The Pesticide Exposed Workers Study

Chief Investigators

Funding

Cancer Council Victoria (cohort assembly and inaugural registry linkages)

Estimated completion date

This is an ongoing project with update linkages to cancer and death registries at periodic intervals (eg. five- to ten-year intervals, funding dependent).

Summary

This explores a large cohort of some 13,000 workers who were end-users of pesticides and participated in pesticide biomonitoring programs from the 1960s to the 1990s. Predominantly agricultural workers, this cohort also includes smaller groups of municipal and public utilities workers, and dedicated pest controllers.

Linkage to the national cancer and death registries is used in this project to estimate rates of cancers and causes of death in the cohort compared with that of the general population, identifying trends associated with exposure. The cohort will be re-linked to the registries at periodic intervals (eg. five to ten years).

Because this cohort includes several subgroups, it has been possible to analyse certain groups within the cohort separately, such as the dedicated pest control operators, a group with a distinctive exposure profile.

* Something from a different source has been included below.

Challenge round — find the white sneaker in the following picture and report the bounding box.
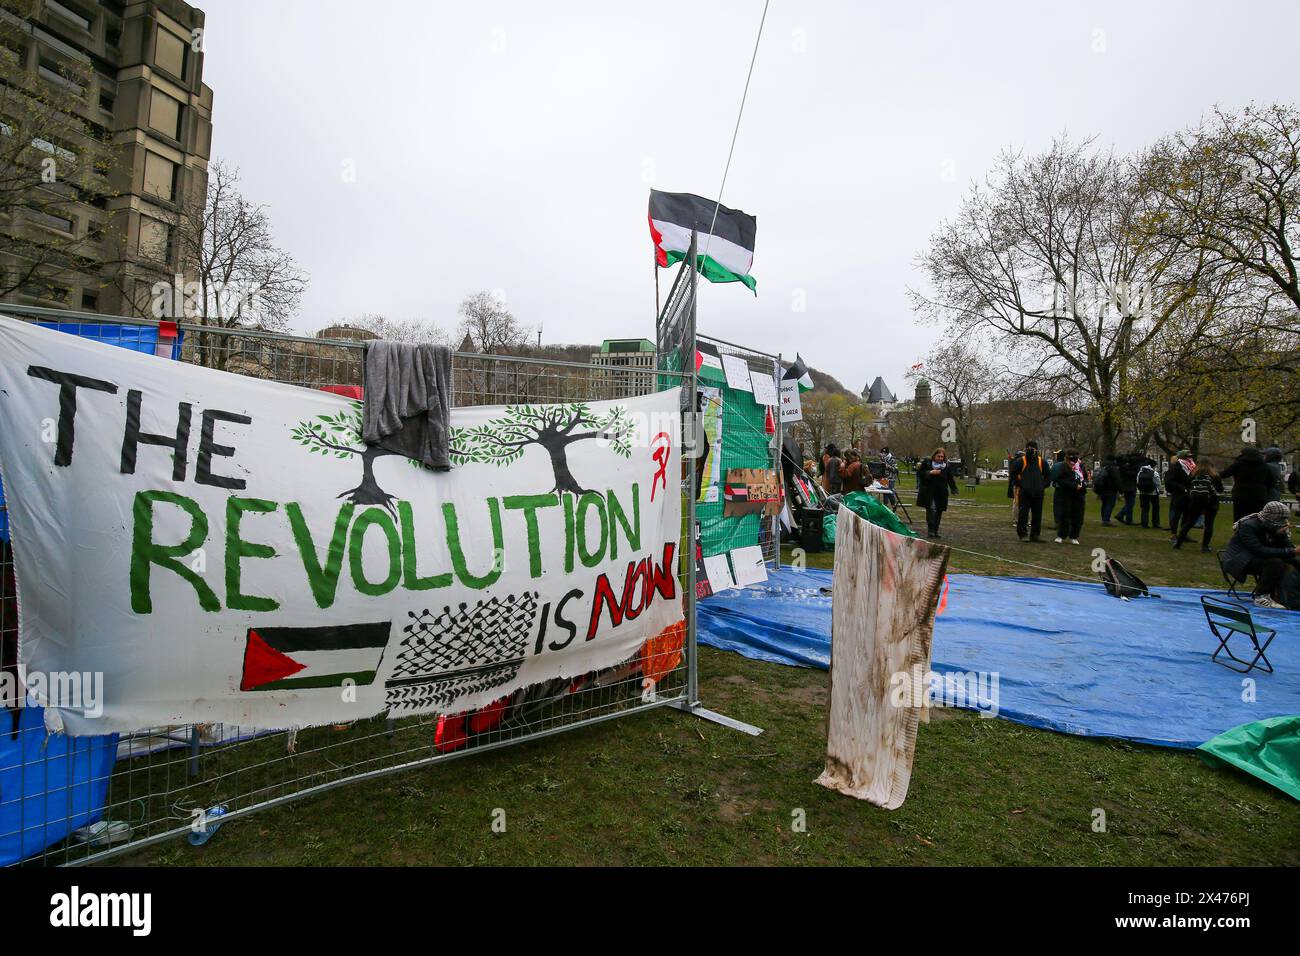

This project supplies data to international projects coordinated by AGRICOH: Consortium for Agricultural Cohort Studies, managed by the World Health Organization’s International Agency for Research on Cancer, generating numerous publications.

Projected impact

This cohort study helps understand the long-term health effects of end-user exposure to a range of pesticide products among a variety of occupational pesticide users. This in turn may help identify unanticipated long-term health effects, facilitate intervention among occupational pesticide users, and help health services plan for the needs of this workforce.

Key findings to date

Analyses to date have tended to indicate rates of overall cancer and all-cause mortality similar to the general population, however, elevations in certain categories of injury-related deaths have been evident, namely unintentional poisonings and deaths by self-harm. However, these do not appear to be associated with use of particular pesticide types nor with documented past over-exposures.  The comparatively small numbers of deaths in these categories to date means that future rounds of registry linkage will be important to better understand these preliminary findings.

Key outputs

MacFarlane E, Benke G, Del Monaco A, Sim M. Causes of death and incidence of cancer in a cohort of Australian pesticide-exposed workers. Ann Epidemiol. 2010 Apr;20(4):273-80. doi: 10.1016/j.annepidem.2010.01.004.

MacFarlane E, Simpson P, Benke G, Sim M. Suicide in Australian pesticide-exposed workers. Occup Med (Lond). 2011 Jun;61(4):259-64. doi: 10.1093/occmed/kqr031.

MacFarlane E, Benke G, Del Monaco A, Sim M. Cancer incidence and mortality in a historical cohort of Australian pest control workers. Occup Environ Med. 2009 Dec;66(12):818-23. doi: 10.1136/oem.2008.045427.